In a discussion on the proposed regulations Wednesday at the Maxwell-Dworkin building, Lazarus and Archibald Cox Professor of Law Jody Freeman, director of HLS’ Environmental Law Program, said that the proposed rules not only step into the gap created by Congress’ refusal to pass climate legislation, but also have the potential to both transform the national energy scene and invigorate international climate-change negotiations. The event was sponsored by the Harvard University Center for the Environment (HUCE) and hosted by HUCE Director Daniel Schrag, the Sturgis Hooper Professor of Geology and a professor of environmental science and engineering.
“EPA regulations may seem a little bit down in the weeds, but the new rules are probably the most significant … action the U.S. has taken on climate change,” Schrag said.
A major target of the proposal, currently open for public comment, is emissions from coal-fired plants, which release 75 percent of the greenhouse gases produced in electricity generation, which in turn is one of the country’s major sources of carbon dioxide.
“These rules are going after the big game for the first time,” Lazarus said.
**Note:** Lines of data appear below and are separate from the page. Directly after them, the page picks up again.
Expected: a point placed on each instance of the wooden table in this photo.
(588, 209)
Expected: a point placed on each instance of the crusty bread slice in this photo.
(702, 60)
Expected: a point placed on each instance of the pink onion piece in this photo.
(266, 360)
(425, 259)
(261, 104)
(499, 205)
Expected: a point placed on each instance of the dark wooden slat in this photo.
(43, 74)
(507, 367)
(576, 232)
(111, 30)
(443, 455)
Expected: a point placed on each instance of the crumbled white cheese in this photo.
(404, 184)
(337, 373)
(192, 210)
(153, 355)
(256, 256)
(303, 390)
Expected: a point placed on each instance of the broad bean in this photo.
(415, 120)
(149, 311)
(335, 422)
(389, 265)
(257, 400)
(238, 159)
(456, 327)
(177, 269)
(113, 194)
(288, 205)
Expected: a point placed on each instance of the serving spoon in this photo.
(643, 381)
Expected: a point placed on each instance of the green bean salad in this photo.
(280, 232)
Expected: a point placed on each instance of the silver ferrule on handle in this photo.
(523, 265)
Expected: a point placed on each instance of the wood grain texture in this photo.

The plan won’t go into effect without a fight, however. Freeman and Lazarus said that industry opponents are already filing lawsuits on a variety of technical issues.
The EPA is expected to prevail in early cases on technical aspects of the law, and recent legal decisions that have gone its way may suggest that the courts will ultimately side with the agency on the major issues involved.
But some signs point in the other direction. For example, the Supreme Court could rule against the agency if the justices see the regulations as an unreasonable power grab. Freeman, who described the “elephant in a mouse hole” doctrine, compared the current situation to the court’s 2000 ruling that the FDA didn’t have the authority to regulate tobacco as a drug because Congress would not have so casually granted the agency authority over an industry with such broad economic and social impact.
“Although there is lots of good news for the EPA in recent court decisions, there is reason to be concerned,” Freeman said.
On the one hand, Freeman said, the regulations could be viewed as extending the EPA too far into the realm of determining the nation’s energy mix, where other federal agencies have oversight authority. On the other hand, she said, the EPA could argue that its pollution-control authority has always impacted the nation’s energy system, through measures such as those on sulfur dioxide and nitrogen oxides, and that this is just another, and no less necessary, step.
Cases will first go to the D.C. Circuit Court and then, possibly, to the Supreme Court. Once there, Lazarus said, the future of the plan may hinge on the deliberations of Justice Anthony Kennedy, who has proved the swing vote in many major decisions.
The plan is likely to affect the nation’s energy and climate-change landscape regardless of its fate in the courts, Freeman said. It will force serious preparations by industry, as well as conversations within states about appropriate action. It could prompt some states to consider cap-and-trade regulations on carbon emissions, similar to those already adopted by California, and push some industries to begin investing in cleaner technology.
“The administration has made a decision that it’s time to go big or go home,” Freeman said. “If it gets struck down, there will be movement in the interim, things will have shifted. … They [the administration] can’t predict the future, but they don’t want to do something small.”